The Top Tiers clearly have a talent but its exact nature resists scrutiny. Most analysts posit that the Tiers intimidate their opponents into guessing wrong; coin flipping, they argue, is ultimately a "mental game," though one also demanding tremendous physical exertion, requiring players to possess near supernatural control over their autonomic systems so as to inerrantly perceive the coin's gyrations through space. Certain psychologists such as Daryl Bem tour the NPR circuit and credit ESP, and physicists propose that certain players can apprehend space at such an infinitesimal level that they can actually see, and not simply predict, the coin's rhythmic gravity. The Tiers appear in their local news clone outlets, the articles from which all sound like this: "Our neighbor could become a billionaire, and isn't that just the most beautiful thing?"
And people cry, they weep.
Soon the tournament's all anyone talks about. A Twitter account claiming to be the Institutional Theory of Art manages to prove, through titan algebra, that all "recreational establishments" (think chain restaurants, gyms) simultaneously air hyperborean coverage. When it's time for the Sweet 16 . . . well, everyone wants in. Dubai wins the hosting bid, and a specially designed arena goes up in record time by a well-regarded merc construction outfit.
For those who cannot afford to attend, Facebook leases multiverse-based Valhalla Halls through its new machine learning platform, What You Can Afford to Pay (WYCAP). On WYCAP, every transaction fills consumers with the euphoric dread-anxiety of knowing that if the product were to cost one more cent then they'd pass on it but at that exact price point they have no choice but to buy.
Every so often on cable television a math teacher tries to explain probability but it's just noise. Consider instead our finalists, who showcase stories tailored for slow-motion melodramas: Johnny D, an assistant Target manager from Tulsa, hungry for his big break; Clara, a London-based desktop publishing exec who entered on a "lark"; and a mysterious kid from somewhere in the developing world whose name no one can pronounce so he goes by what Charles Barkley labeled him: Wishbone.
And then, like that, it's over. Someone won 30 straight coin flips, an achievement understandable only through scientific notation. It doesn't matter who. They become the world's first minted billionaire and start a coin flipping league to give back. Their next initiative promotes galactic charter schools.

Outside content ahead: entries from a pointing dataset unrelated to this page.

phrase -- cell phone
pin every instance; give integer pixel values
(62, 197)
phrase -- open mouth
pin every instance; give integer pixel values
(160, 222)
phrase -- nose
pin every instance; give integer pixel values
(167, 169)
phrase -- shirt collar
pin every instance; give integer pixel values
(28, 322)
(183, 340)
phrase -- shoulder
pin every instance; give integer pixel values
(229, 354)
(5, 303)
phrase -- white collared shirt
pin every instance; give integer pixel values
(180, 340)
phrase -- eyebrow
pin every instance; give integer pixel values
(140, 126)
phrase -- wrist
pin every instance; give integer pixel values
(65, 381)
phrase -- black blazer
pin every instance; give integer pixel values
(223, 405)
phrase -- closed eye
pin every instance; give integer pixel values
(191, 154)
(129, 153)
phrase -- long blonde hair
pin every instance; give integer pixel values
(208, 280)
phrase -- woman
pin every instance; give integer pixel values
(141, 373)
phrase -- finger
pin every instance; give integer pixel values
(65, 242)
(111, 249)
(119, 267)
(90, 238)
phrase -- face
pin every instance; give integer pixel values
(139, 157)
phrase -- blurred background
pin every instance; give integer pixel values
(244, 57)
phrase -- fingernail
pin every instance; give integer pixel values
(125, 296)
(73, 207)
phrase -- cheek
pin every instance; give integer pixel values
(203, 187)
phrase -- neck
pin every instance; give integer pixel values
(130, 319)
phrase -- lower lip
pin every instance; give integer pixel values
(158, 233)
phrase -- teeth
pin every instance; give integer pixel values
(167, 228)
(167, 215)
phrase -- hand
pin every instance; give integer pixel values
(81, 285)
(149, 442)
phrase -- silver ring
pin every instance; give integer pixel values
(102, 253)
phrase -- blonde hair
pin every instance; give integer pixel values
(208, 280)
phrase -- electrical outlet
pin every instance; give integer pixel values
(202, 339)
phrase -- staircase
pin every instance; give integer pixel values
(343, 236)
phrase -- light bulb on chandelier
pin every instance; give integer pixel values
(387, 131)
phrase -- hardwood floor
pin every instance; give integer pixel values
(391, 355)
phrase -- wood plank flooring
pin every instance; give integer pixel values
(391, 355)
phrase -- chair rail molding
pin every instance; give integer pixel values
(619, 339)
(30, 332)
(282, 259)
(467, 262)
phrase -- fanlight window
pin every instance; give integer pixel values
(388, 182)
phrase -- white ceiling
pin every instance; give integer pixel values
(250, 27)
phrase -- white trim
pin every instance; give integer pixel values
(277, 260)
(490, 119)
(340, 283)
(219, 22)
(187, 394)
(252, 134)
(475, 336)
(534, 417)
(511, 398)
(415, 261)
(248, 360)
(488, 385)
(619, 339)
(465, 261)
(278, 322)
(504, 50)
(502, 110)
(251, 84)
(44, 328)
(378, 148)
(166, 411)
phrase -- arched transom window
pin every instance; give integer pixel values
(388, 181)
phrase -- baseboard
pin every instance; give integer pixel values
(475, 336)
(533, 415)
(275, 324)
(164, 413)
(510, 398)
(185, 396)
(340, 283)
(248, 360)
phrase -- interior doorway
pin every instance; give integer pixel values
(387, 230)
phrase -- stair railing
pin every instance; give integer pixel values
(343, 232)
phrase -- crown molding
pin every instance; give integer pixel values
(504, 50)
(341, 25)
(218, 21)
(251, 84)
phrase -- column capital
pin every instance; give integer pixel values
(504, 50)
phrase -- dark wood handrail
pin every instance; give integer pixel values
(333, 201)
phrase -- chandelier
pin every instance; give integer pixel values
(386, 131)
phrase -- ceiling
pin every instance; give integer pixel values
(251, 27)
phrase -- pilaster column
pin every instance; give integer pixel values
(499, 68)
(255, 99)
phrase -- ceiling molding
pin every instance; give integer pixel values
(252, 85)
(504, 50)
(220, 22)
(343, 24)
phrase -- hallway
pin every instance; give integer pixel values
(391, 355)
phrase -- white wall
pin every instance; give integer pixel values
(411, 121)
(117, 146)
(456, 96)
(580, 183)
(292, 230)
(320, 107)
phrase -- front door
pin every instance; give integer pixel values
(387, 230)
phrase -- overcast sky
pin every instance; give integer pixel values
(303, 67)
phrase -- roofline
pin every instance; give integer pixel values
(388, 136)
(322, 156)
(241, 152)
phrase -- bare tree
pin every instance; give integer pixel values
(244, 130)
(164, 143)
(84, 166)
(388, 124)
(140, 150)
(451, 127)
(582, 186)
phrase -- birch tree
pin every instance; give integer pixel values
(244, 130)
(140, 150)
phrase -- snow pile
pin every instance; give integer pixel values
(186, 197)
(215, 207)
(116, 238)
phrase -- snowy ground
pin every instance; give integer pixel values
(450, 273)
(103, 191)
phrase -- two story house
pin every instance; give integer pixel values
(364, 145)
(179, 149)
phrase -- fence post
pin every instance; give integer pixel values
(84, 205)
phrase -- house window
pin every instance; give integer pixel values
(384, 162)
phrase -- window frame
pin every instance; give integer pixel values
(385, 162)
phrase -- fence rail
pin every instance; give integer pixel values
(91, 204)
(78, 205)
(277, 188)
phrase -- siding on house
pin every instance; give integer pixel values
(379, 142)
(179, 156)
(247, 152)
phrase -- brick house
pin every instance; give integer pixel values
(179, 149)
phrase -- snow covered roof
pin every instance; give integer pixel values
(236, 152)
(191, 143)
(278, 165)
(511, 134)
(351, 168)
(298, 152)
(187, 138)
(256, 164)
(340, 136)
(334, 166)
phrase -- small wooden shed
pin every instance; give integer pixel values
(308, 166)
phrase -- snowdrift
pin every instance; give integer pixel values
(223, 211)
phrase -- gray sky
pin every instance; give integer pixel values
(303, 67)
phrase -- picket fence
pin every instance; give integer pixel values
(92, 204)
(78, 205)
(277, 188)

Second and third place give interviews, explaining their strategies without, of course, divulging too much. They diversify their life portfolios and offer investment advice and run for office. They, and the other Tiers, become the future's oligarchs, and we're lucky for it. To quote the pseudocode of our best screening software: "We discard 99% of applications because we don't want unlucky people working for you."
Who better to lead us into the post-climate world than the Tiers, those who defied the statistically impossible, who proved that anyone, absolutely anyone, can with enough luck and fortune and chance and even fortuity lurk deep within the tails of some probability distribution? We watched, and we answered: No one.